El corazón de esta nueva entrega es la búsqueda de Laécia, que se debate entre la vida y la muerte. Pero no estamos ante una simple misión de rescate: aquí, cada paso que Álex da es una inmersión más profunda en su propia desesperación. Para salvarla, debe enfrentarse no solo a Bidibidú, ese payaso que en muchos momentos recuerda a Violator de Spawn pero con un cuerpo mucho mas redondo. Sino también a su ejército de peluches esclavizados, a sus robots de vigilancia, y sobre todo al pérfido doctor Pierrot, un cruce entre Mengele y un muñeco de ventrílocuo. Pierrot representa lo peor del sadismo disfrazado de medicina: promete curas que duelen más que las heridas, tratamientos que son castigos, y soluciones que pasan por amputar la esperanza. Y entre tanto horror, hay una revelación: Álex empieza a cambiar. A raíz de una pelea con los robots de Bidibidú, descubre habilidades ocultas, como si el mundo de Obscurcia le estuviera otorgando las herramientas para sobrevivir… o corrompiéndolo. ¿Son sus nuevos poderes un regalo o una maldición? ¿Está evolucionando o dejándose absorber por la oscuridad que lo rodea?

El guion de David Boriau no se anda con sutilezas: cada diálogo corta, cada giro duele. Pero es en el dibujo de Steven Dhondt donde el verdadero horror se hace carne. Dhondt no ilustra: deforma, retuerce, convulsiona. Sus criaturas son híbridos abominables entre muñecos mutilados y quimeras nacidas del vómito de un niño enfermo. Todo parece a punto de descomponerse en sus viñetas: los colores chillan, los contornos tiemblan, los escenarios están cubiertos de baba, pelo, engranajes oxidados y cicatrices. Es como si cada página fuese un sueño lúcido al borde de la fiebre. Por su parte, el color de Yoann Guillo es sencillamente demencial. Con una paleta saturada hasta el vómito, cada escena se convierte en una emboscada sensorial. Las luces de feria que rodean a Bidibidú no iluminan, sino que ciegan; los rojos de la sangre no son oscuros, sino fosforescentes; el mundo entero parece estar al borde de explotar en una sinfonía de colores podridos que huelen a plástico quemado y lágrimas viejas. Este no es el típico cómic infantil con monstruos simpáticos. Aquí los monstruos no piden abrazos: piden que grites.
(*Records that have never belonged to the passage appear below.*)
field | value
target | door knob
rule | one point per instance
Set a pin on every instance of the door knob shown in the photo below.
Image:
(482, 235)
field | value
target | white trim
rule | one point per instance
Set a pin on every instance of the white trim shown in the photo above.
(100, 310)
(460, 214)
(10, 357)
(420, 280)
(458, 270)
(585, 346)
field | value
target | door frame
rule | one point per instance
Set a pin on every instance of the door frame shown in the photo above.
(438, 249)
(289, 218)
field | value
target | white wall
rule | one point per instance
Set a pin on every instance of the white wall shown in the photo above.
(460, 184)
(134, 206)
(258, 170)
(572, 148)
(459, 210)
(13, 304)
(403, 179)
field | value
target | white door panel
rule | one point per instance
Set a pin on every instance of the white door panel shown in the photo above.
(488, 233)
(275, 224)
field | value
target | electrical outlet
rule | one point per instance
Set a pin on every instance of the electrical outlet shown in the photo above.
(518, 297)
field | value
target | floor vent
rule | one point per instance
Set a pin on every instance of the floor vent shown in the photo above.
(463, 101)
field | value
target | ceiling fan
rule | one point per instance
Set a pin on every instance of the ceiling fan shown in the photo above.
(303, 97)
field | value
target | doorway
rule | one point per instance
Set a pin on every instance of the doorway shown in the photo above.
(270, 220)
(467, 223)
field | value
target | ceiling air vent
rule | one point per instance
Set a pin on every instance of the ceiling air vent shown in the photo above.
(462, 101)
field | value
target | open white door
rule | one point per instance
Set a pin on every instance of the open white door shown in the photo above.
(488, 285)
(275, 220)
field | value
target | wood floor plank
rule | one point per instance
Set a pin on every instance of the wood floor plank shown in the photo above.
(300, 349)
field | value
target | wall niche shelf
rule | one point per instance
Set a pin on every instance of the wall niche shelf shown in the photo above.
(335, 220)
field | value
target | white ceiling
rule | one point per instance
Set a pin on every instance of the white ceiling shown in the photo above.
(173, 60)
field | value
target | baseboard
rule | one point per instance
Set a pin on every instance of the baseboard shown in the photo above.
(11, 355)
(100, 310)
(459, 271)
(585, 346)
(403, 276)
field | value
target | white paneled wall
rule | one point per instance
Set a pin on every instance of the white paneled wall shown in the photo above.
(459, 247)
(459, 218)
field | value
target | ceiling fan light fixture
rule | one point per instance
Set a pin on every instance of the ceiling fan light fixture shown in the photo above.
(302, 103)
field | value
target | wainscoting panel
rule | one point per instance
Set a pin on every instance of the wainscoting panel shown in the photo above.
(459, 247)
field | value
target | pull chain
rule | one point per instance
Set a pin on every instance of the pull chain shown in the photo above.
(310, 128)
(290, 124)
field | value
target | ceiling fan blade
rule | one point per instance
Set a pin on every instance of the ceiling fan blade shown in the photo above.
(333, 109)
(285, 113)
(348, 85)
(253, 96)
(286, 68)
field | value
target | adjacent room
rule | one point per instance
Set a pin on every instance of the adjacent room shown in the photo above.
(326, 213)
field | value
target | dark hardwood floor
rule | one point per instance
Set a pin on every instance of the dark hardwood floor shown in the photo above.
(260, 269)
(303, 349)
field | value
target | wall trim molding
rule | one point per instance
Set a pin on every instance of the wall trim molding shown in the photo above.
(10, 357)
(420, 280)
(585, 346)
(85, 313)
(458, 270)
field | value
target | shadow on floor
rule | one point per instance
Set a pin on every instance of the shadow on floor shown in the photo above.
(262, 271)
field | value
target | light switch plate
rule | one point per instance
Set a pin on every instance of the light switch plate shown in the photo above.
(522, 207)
Pero más allá del despliegue gráfico, hay un subtexto que te atraviesa el alma: Obscurcia es también una fábula sobre el trauma, la pérdida, la culpa y la fragilidad de la niñez. El viaje de Álex no es solo una odisea para salvar a su hermana: es un descenso a su propia impotencia. Cada criatura que enfrenta es un espejo deformado de su miedo a fallar, de su temor a no ser suficiente. En su intento de rescatar a Laécia, en realidad está intentando rescatarse a sí mismo. ¿Pero cómo salvarse en un mundo donde hasta los peluches lloran porque han sido olvidados? Y entonces llega el clímax, el horrible muñeco desvela su jugada y no podemos develar mucho sin matar la trama, pero de deja con ganas de mucho más.

El final del volumen es un estallido de horror y esperanza, una mezcla de furia y ternura, un clímax que no se resuelve del todo, pero deja un regusto amargo y dulce, como una medicina que duele, pero sabes que es necesaria. No hay respuestas fáciles, ni redención automática. Solo la sensación de que Álex, herido, más fuerte, más roto, aún sigue caminando. Que el camino es largo. Que Obscurcia no ha terminado con él. Y no queda más que esperar al siguiente volumen para descubrir como termina este gran relato entre peluches y humanos.